Any citizen of one Schengen country has the right to travel to other Schengen countries freely -- there are no border controls between countries, and no passports required for international travel throughout the area. This freedom of movement was meant to promote commerce, and this involves the easy exchange of skilled professionals.
And that's not all.
One European Parliament directive from 2004, to which Hungary is party, seems to fly in the face of the new restriction on university students.
Directive 2004/38/EC holds that "citizenship of the Union confers on every citizen of the Union a primary and individual right to move and reside freely within the territory of the Member States."
Details on the right of exit from a home country are specified in Article 4.
"All Union citizens with a valid identity card or passport and their family members who are not nationals of a Member State and who hold a valid passport shall have the right to leave the territory of a Member State to travel to another Member State," it says.
"No exit visa or equivalent formality may be imposed on the persons to whom [the previous paragraph] applies."

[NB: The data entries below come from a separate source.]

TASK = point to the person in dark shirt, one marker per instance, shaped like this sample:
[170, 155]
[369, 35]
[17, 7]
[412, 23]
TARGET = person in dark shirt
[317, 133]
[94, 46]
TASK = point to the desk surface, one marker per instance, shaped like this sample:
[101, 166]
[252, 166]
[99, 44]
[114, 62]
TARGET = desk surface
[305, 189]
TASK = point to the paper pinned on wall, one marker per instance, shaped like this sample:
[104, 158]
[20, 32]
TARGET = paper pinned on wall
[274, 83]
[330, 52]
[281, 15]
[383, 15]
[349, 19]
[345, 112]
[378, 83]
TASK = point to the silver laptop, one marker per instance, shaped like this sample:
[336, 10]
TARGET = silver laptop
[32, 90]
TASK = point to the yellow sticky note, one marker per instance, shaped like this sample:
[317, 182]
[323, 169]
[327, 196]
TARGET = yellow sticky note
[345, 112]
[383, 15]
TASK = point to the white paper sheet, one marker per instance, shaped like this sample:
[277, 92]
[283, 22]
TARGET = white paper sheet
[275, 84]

This may sound damning to Hungary's new education policy, but in fact there is a loophole by which the controversial rules may stand.
Up in the Air
Hungary does not restrict all students from leaving the country -- the policy only stipulates that graduates must find jobs in Hungary as part of an agreement they sign, which they must do in order to receive government-sponsored tuition in the first place.
The vast majority of Hungarian students pay for college independently using loans, personal finances, or other means. These graduates would not be required to stay in Hungary. And even those who are awarded the free tuition can refuse it if they prefer not to be geographically restricted upon graduation.

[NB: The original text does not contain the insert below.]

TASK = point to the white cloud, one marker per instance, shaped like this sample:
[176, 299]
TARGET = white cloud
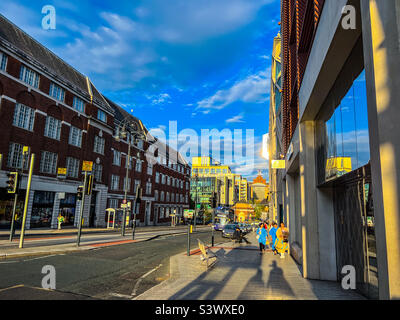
[252, 89]
[236, 119]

In short, this new law essentially dampens the appeal of a government-awarded free tuition -- it does not impose surprise travel bans on all educated youths.
At least, that's how it stands at this point.
Since the policy is new, it won't be tested until it is applied to the first government-sponsored graduate a few years from now. Then, the details will have to be ironed out. At least a few students who signed up for government scholarships this year are sure to challenge their agreement down the road, at which point it will become clear just how inflexible this policy really is.
Until then, many of Hungary's young people will remain incensed by government's decision.
"When we grew up, there was this dream that everything is going to change. We were entering democracy and the EU, and Hungary was going to be different and a great place to live," said Dorottya Karsay, a 27-year-old activist, to the BBC.
"It's becoming clear that this is not a place where we want to live."